Choose a prompt:1.) Write from the point of view of a glass at the edge of the table.2.) Describe a typical day during your Jr. High years.3.) Why do you write?4.) When I'm around too much negativity I...5.) You've been hired as a writer for "Late Show with David Letterman." Your first assignment is to come up with a witty, nonpolitical Top Ten list for him to read on air.
I went with the Top Ten List. I often feel I'm wasting my god given talent here at the death desk.
Top Ten signs you are a bad winner/loser.
10. You are constantly reminded that pictonary is not a contact sport.
9. No one wants to be on the other team.
8. Family game night resembles Custer’s Last Stand.
7. You’v been asked to leave the grocery store after going double for nothing with the bag boy in a Bag-A-Thon.
6. When your team wins you rip off your shirt and run around the house topless, screaming “BAWH YEAH NANA!”
5. You’v been known to push kids on the playground during red light green light (you are not a child)
4. You use the letter for Sategories to smack talk the other players.
3. You tore off your costume threw it on the floor, stomped all over it and then demanded a recount when you did’t win 1st place at your work Halloween costume party.
2. You’re banned from all local trivia nights and few in the tri-state area.
1. You’v over turned a chair and called all your friends to brag that you, chest bumped a 5 year old and yelled “In your face” while pounding him in the chest with your finger, after beating him at TROUBLE.

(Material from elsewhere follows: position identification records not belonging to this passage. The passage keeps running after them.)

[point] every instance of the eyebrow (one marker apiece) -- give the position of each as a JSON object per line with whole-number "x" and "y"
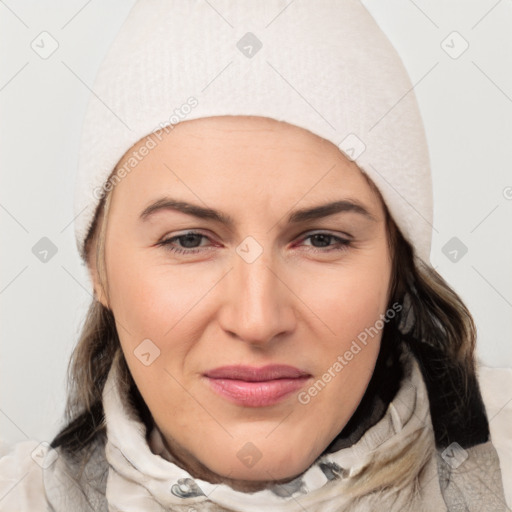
{"x": 296, "y": 217}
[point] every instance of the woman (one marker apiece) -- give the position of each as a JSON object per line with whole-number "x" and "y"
{"x": 266, "y": 330}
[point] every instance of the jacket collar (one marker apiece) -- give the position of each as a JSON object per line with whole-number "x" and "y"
{"x": 144, "y": 474}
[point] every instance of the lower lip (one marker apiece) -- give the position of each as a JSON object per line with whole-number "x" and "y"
{"x": 256, "y": 394}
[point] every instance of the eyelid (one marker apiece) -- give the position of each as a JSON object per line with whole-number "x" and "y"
{"x": 342, "y": 242}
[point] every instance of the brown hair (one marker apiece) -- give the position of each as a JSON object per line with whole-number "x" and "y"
{"x": 434, "y": 323}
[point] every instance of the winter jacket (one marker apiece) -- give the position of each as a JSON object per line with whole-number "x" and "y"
{"x": 134, "y": 471}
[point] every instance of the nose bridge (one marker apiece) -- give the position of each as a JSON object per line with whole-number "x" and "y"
{"x": 257, "y": 305}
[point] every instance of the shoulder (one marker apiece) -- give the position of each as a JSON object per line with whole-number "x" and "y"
{"x": 21, "y": 475}
{"x": 496, "y": 387}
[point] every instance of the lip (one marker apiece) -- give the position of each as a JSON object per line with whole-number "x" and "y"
{"x": 250, "y": 386}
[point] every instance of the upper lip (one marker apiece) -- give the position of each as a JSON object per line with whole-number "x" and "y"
{"x": 254, "y": 374}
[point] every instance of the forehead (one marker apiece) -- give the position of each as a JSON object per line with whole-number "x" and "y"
{"x": 243, "y": 157}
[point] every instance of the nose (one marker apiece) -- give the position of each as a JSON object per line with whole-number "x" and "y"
{"x": 258, "y": 306}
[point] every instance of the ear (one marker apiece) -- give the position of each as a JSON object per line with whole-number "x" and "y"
{"x": 99, "y": 291}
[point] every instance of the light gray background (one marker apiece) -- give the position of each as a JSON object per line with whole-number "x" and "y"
{"x": 466, "y": 103}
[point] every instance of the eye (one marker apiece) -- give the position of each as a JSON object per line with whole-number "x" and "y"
{"x": 324, "y": 239}
{"x": 191, "y": 243}
{"x": 188, "y": 240}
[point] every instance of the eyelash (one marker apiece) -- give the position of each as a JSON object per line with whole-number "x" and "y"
{"x": 343, "y": 243}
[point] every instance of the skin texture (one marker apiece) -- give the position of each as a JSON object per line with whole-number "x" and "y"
{"x": 301, "y": 302}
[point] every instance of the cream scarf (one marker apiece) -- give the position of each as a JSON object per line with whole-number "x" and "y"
{"x": 393, "y": 467}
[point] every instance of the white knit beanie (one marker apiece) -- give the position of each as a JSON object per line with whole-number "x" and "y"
{"x": 323, "y": 65}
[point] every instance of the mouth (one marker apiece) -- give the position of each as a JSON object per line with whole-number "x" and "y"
{"x": 256, "y": 387}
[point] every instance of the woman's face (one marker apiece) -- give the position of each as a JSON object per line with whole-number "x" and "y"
{"x": 270, "y": 276}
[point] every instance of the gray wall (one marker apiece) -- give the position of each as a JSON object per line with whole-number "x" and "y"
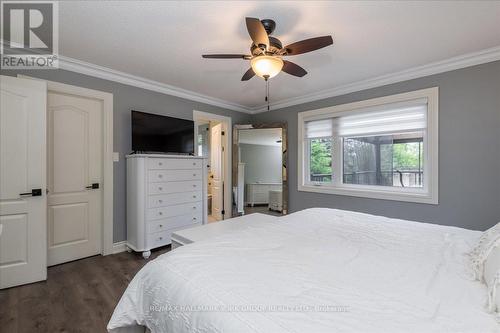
{"x": 469, "y": 150}
{"x": 262, "y": 163}
{"x": 126, "y": 98}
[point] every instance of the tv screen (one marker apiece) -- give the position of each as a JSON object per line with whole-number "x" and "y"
{"x": 160, "y": 134}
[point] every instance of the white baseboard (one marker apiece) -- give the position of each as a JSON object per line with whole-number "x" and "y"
{"x": 119, "y": 247}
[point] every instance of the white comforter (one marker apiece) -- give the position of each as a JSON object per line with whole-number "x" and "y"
{"x": 318, "y": 270}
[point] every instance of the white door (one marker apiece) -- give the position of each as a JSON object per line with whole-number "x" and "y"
{"x": 216, "y": 167}
{"x": 75, "y": 149}
{"x": 23, "y": 224}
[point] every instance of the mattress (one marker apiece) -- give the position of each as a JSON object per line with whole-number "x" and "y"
{"x": 317, "y": 270}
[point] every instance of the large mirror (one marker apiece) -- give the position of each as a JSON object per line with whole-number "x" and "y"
{"x": 260, "y": 177}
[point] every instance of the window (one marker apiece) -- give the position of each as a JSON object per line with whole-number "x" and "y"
{"x": 383, "y": 148}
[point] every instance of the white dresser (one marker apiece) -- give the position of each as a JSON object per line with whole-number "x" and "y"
{"x": 165, "y": 193}
{"x": 258, "y": 193}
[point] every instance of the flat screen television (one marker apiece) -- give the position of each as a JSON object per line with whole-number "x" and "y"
{"x": 153, "y": 133}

I'm guilty of a few and YES I am guilty of #1. in my defense my nephew always wants to play TROUBLE and he ALWAYS wins. I came close so many times but he wins in the end. So the one time I won I might have gotten a little carried away. I jumped up, knocking over the dinning room chair, called his father and left him a voicemail that went something like this, "Hey I beat Kanyon at TROUBLE! Call me back". then I chest bumped my nephew, which was more like a rough push, got down in his face pushed my finger into his chest and yelled, "HAHA I won IN YOUR FACE. He took it surprisingly well. He put his hand on his hip, cocked his head to the side, looked me right in the face, and said "why don't you cry about it ya big baby". then walked out. And for all of you who say, to far Amy to far. I would do it all again!